The following questions were taken:
Q: You spoke about your aims, but how will you achieve your aims i.e. tackling prostitution, youth violence?
A: Locally we have focussed in placing police officers into particular areas such as the Fore Street corridor who are making arrests of working girls. Who have recently tended to be young eastern European women driven by the economics of the crime rather than another motivation although this is based on known cases.
There have been 59 arrests of prostitutes in the last 3 months and the unit now want to focus on kerb crawlers. Kerb crawlers will be offered the opportunity to reduce their penalty by learning about the negative side about people working as prostitutes’ i.e. sexual health, violence, in order to deter men from going to buy that service. This was about behavioural change.
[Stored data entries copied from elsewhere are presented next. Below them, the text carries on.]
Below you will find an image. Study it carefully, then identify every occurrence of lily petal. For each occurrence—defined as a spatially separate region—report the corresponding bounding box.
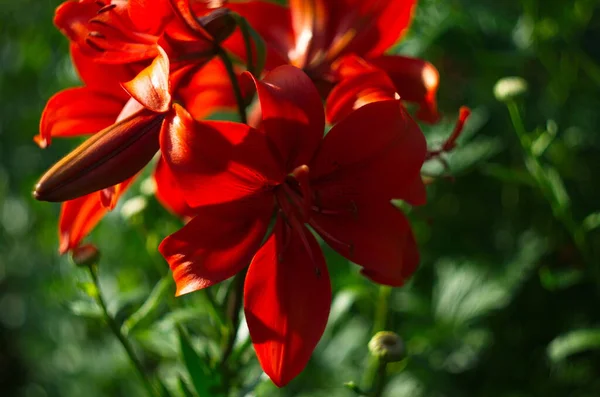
[244,65,324,171]
[160,104,282,208]
[368,55,440,123]
[128,0,174,35]
[153,157,195,219]
[325,0,417,60]
[224,0,293,70]
[159,196,273,296]
[58,176,135,254]
[310,201,419,286]
[244,218,331,387]
[36,87,126,148]
[312,100,427,203]
[122,46,171,113]
[327,55,398,124]
[178,58,238,120]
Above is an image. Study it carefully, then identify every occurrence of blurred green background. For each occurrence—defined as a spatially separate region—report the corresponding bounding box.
[2,0,600,396]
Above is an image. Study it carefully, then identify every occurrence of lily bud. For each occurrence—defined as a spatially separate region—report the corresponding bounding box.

Q: You mainly focussed on the working girls. Do you ever investigate if there are any causes i.e. any other person involved in their exploitation?
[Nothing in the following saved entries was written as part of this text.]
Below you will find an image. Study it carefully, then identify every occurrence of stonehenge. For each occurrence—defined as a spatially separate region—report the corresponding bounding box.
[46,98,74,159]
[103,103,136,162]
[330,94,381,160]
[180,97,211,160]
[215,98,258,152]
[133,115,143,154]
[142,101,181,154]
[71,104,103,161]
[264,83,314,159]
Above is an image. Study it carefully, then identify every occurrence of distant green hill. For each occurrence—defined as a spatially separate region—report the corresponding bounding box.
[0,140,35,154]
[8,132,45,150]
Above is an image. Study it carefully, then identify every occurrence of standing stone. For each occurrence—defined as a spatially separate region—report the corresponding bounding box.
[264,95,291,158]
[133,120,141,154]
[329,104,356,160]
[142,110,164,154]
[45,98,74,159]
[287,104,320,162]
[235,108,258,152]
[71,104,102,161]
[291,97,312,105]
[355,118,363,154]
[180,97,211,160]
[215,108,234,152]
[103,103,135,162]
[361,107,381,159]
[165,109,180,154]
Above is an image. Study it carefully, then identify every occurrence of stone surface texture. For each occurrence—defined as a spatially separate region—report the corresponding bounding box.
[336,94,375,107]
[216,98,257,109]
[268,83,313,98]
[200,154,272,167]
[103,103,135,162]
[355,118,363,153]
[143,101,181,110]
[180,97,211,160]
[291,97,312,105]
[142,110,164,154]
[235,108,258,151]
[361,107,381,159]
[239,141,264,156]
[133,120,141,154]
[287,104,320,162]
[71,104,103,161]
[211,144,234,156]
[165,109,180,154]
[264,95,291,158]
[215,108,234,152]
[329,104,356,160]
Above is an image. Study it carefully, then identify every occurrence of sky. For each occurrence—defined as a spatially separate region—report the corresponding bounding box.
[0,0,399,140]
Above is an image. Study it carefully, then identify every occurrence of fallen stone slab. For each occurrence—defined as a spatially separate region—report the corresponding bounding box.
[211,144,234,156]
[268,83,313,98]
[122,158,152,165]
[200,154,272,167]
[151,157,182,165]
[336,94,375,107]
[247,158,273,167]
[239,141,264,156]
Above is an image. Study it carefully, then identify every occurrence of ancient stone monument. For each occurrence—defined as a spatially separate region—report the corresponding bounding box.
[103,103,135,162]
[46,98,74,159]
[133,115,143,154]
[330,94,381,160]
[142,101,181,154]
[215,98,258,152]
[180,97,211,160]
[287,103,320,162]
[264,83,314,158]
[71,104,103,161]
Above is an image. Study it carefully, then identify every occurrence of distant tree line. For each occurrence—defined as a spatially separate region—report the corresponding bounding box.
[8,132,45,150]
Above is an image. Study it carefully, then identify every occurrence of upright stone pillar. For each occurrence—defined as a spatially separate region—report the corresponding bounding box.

A: Yes, the police do investigate when those girls are arrested. The unit works with immigration and anti-social behaviour officers. The girls are questioned and assessed to see if there are other person’s involved i.e. pimp. This was hard to determine as the girls, when questioned, said that they were making a lot of money which would support them for a long time back home. This was an economic fact.
Q: Does prostitution occur because the girls haven’t got a job? Is there any way of finding jobs for them because if its money they are looking for would it stop them?
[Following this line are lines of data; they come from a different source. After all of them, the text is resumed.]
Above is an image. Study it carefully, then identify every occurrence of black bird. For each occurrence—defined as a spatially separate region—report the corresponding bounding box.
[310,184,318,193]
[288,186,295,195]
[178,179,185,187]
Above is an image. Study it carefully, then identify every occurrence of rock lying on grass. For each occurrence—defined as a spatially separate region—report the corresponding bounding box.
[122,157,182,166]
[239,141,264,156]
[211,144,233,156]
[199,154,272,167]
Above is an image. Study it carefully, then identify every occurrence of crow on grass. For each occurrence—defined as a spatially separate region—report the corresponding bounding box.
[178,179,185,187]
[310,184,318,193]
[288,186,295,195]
A: Women enter the country and within a day have been seen in that area engaging in prostitution. It appears that they are deliberately coming to that area, planning this from their home countries and is therefore difficult to deter. Even if job offers were available it is not clear whether a job offer would be something that is attractive to them.
Q: These women need to be educated, after their arrest, to show them how much damage they do.
A: It is difficult to gauge when to provide that education and so may be better delivered in their home town or country before they set out to come to Enfield. As mentioned, offenders are invited to Impact Awareness sessions to examine the impact of their actions.
Q: Who brings the girls into prostitution? There are people who are engineering this service, dropping women off and returning to collect monies.
A: All car registration plates caught on CCTV are sent to the Police to be investigated and reported.
Q: What is the success rate in convictions, using registration numbers’, of the perpetrators’ trafficking these women?
A: Not aware of prosecutions for trafficking or evidence for trafficking, but have sent letters to registered keepers of those vehicles seen in those areas. Depends on the level of evidence and to dis-courage drivers.
Q: Is the advice to residents, if they see prostitution going on, to call the police?
A: Yes definitely. There are increased patrols around Council housing estates in those areas and agreed extra police numbers. The estates team work closely with ward officers and safer neighbourhood areas to deter and discourage prostitution and to make arrests.